Settling in for Winter

Come the time when we have to start thinking about the farm going into hibernation, the tomato trellises are long gone and storage crops like celeriac, onions, cabbages, and root vegetables are piling high in the walk-in coolers.  There are subtle changes to be noticed on the farm, like the slow disappearance of greenhouse seedlings that are normally ready to be transplanted out into the fields; and there are other signs that are hard to miss, like a foot of snow in October.  The shorter days, almost nightly frosts, and the fact that the chickens sleep in on cold mornings, are more of the gentle reminders to our still summer-crazed minds that it’s getting to be that time of year again:  time to shift into a lower gear, time for us to buckle down and tuck in the farm for winter.

 

I think this is different for everyone involved with farming, but for me, the start of the whole process is marked by the blanketing of the strawberry plants with row cover (a light fabric that helps protect the plants from damage by the cold).  Then a rhythm begins: bed after bed the fields are stripped of weed barrier fabric, irrigation lines are taken up, and any remaining rough plant material is removed and brought to the compost pile.  The hoses and water pumps, mowers and tillers, are all brought in under the cover of the field house.

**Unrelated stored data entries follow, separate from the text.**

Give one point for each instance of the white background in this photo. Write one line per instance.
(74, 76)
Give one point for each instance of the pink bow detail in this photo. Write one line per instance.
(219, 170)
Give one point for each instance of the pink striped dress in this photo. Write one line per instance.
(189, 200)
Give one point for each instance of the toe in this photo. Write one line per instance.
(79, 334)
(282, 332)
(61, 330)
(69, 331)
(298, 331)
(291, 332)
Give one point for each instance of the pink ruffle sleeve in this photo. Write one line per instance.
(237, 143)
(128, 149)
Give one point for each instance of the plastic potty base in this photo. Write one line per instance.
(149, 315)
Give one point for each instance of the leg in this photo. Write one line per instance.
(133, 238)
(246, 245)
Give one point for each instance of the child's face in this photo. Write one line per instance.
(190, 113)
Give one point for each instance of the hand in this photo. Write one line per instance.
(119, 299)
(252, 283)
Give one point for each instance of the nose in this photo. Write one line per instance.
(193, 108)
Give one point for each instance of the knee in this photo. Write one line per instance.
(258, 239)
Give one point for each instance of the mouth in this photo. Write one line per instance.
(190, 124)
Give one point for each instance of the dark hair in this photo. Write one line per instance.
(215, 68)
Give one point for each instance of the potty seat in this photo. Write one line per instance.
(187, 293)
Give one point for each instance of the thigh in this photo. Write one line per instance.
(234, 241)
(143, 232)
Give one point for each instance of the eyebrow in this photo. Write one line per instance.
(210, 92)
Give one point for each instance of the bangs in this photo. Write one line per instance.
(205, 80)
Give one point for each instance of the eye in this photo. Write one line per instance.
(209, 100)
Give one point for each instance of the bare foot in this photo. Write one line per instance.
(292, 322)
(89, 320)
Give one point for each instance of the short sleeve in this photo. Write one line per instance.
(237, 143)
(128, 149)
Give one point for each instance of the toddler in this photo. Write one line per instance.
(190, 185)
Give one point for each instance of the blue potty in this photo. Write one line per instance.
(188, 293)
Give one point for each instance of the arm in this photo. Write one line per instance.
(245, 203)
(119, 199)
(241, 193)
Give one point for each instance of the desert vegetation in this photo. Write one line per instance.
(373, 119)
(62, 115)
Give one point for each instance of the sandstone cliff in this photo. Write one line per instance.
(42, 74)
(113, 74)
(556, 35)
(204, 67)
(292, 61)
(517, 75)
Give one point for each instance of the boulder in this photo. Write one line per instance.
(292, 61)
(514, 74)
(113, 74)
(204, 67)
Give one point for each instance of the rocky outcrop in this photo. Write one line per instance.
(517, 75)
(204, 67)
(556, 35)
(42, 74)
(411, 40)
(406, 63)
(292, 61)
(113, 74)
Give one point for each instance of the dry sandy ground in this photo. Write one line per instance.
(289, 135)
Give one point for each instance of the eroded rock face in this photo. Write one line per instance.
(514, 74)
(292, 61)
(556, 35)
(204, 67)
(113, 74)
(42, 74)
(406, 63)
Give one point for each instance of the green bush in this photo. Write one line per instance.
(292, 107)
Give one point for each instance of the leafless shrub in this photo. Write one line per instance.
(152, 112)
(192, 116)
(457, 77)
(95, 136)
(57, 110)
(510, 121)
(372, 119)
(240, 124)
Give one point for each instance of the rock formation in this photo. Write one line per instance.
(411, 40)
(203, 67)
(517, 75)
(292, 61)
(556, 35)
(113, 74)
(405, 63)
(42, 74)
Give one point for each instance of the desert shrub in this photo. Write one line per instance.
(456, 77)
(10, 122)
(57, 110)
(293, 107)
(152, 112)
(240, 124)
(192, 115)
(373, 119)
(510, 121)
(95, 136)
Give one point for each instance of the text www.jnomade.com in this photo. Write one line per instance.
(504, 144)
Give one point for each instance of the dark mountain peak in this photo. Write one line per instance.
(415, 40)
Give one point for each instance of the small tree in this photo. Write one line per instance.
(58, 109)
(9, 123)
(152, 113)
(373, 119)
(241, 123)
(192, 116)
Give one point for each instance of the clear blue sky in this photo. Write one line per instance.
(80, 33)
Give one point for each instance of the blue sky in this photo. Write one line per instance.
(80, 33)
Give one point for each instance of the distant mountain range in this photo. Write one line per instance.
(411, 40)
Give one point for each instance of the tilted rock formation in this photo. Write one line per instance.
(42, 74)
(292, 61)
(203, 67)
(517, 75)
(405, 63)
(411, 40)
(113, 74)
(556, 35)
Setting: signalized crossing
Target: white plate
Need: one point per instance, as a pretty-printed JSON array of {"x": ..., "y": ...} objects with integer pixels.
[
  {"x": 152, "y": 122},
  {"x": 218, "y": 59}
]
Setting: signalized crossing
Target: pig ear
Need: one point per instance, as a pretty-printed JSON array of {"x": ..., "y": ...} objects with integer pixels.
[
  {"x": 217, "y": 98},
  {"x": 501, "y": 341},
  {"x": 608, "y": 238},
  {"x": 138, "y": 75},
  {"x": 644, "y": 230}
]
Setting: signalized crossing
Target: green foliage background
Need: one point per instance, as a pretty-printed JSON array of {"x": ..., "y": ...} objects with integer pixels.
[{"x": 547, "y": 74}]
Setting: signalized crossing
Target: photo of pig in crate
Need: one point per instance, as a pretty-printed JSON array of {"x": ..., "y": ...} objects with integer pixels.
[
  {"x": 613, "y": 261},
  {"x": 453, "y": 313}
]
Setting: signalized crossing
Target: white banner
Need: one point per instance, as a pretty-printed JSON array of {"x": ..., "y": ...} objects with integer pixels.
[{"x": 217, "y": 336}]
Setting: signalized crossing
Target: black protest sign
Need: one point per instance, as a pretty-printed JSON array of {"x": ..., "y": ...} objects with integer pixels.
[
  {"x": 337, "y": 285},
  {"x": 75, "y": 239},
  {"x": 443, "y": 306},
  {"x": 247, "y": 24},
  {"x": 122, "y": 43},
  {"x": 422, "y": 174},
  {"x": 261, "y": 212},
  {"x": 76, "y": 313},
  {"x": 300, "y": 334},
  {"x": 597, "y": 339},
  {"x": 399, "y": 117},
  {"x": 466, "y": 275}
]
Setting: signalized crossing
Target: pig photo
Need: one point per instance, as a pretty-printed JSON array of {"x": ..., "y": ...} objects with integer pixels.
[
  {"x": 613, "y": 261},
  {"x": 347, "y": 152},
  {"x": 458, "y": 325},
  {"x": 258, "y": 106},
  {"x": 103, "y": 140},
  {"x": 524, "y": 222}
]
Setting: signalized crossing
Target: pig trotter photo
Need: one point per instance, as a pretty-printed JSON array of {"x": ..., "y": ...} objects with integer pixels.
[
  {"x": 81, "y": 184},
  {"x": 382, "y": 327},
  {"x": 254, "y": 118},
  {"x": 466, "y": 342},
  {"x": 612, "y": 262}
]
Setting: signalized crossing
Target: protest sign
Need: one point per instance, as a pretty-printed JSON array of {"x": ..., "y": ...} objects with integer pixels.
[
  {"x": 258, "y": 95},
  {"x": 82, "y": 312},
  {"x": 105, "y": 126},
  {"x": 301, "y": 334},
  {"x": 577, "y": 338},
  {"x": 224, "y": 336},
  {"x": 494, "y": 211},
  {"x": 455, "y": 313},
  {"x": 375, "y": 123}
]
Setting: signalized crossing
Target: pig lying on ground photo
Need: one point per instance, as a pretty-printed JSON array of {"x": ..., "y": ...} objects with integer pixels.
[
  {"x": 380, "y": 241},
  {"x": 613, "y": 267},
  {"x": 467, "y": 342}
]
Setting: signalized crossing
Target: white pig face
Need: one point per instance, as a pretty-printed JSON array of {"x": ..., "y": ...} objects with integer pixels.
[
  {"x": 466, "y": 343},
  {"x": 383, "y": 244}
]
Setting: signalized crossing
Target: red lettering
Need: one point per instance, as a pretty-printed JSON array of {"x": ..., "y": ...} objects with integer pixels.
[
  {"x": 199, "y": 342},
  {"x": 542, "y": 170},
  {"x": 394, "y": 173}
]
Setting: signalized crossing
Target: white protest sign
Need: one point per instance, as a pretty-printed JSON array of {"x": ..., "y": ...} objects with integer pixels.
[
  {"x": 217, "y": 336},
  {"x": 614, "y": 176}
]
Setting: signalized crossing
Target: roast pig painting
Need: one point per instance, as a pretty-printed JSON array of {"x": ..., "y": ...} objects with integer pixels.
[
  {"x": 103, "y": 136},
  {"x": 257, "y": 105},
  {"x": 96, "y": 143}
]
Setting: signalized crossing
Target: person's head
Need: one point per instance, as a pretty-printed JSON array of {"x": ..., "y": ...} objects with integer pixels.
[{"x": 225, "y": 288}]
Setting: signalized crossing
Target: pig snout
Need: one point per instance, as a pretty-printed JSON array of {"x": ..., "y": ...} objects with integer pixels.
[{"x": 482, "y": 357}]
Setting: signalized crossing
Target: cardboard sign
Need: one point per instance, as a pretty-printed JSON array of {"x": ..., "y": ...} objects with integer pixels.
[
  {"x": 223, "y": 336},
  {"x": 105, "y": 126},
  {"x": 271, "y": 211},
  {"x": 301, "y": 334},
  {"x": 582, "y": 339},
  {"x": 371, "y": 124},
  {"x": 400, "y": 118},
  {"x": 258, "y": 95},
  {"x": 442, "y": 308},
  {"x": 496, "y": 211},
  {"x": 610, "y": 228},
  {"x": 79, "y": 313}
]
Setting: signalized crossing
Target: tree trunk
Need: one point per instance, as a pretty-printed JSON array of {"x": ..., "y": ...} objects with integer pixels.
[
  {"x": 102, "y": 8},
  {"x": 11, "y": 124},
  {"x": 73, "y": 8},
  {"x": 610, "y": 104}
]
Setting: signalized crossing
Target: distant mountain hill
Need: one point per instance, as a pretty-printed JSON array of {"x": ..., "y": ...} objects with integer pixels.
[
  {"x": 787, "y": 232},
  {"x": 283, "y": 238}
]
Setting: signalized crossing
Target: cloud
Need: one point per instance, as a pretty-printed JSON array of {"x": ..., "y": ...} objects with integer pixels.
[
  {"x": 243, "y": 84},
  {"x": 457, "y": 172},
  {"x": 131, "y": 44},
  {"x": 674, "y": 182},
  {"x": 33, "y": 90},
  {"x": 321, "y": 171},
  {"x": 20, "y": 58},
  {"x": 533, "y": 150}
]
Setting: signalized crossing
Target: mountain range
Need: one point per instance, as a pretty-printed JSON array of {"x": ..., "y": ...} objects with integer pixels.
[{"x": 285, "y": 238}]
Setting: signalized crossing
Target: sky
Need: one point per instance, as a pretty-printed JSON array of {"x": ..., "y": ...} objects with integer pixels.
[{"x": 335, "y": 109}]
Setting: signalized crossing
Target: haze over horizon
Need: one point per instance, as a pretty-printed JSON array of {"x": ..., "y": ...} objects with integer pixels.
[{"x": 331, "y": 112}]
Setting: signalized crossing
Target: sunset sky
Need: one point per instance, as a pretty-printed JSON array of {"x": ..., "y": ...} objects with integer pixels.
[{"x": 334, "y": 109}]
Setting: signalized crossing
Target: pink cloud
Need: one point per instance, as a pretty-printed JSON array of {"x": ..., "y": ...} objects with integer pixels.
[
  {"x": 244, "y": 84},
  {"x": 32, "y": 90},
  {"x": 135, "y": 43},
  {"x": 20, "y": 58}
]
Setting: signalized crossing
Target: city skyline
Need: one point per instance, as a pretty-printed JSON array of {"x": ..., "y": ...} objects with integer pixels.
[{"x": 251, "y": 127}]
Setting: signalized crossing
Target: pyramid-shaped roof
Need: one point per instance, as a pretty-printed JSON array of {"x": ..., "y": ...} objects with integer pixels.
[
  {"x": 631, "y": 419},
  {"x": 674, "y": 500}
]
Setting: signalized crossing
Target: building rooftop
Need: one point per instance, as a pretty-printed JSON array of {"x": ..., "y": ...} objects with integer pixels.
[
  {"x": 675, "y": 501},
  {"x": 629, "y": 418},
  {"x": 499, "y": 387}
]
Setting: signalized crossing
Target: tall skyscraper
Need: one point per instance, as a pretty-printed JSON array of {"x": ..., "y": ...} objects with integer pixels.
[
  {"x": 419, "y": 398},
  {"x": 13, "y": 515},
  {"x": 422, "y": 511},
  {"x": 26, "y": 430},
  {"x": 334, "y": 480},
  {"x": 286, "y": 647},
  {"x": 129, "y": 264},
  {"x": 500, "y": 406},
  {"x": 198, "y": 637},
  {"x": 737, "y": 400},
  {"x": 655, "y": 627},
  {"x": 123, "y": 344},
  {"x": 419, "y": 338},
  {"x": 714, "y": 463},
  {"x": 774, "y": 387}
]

In The Sylvia Center Children’s Garden–the slice of the farm devoted to farm, food, and culinary education for kids–the asparagus, raspberries, and rhubarb are given their last feeding of nutrient-rich compost and surrounded with straw mulch to protect the soil.  Perennial herbs that need a little extra protection over the winter are potted up and brought inside the greenhouse.  Winter greens like lettuces, salad mix, and spinach are seeded and transplanted into the greenhouses. The chicken coop will be moved closer to the barn to avoid daily treks through snow-drifted fields to do chicken chores.  The scuffle hoes, spades, hay forks, garden rakes, and other hand tools are given their annual spa treatment of rust removal, sharpening, and conditioning.

 

The farm’s soil gets a spa treatment too.  Out in the fields and in the Children’s Garden, the soil may get spread with compost or seeded with a cover crop.  Winter hardy cover crops such as rye, wheat, and vetch are planted with no intent to harvest their biomass, but to instead let them grow and keep the soil ecosystem active during the off-season.  Turning that biomass back into the soil next season will replenish soil nutrients, increase organic matter, and improve the overall health and quality of the soil.  We’ve asked a lot of the soil since the springtime and as we put the farm to rest in the fall, we get to give back.

 
As fall makes room for winter to settle in, our to-do lists guide our time and energy toward end of the season reports, greenhouse work, farm “fix-its” and improvement projects, and planning for the next turning of the seasons.  Meanwhile, we continue to cheat the northeastern cold as the starter greenhouse pumps out microgreens – mustards, cilantro, basil, and mizuna, while the other 6,000 sq ft of protected growing space gives us gorgeous greens.  A little bit of the summer, all winter long.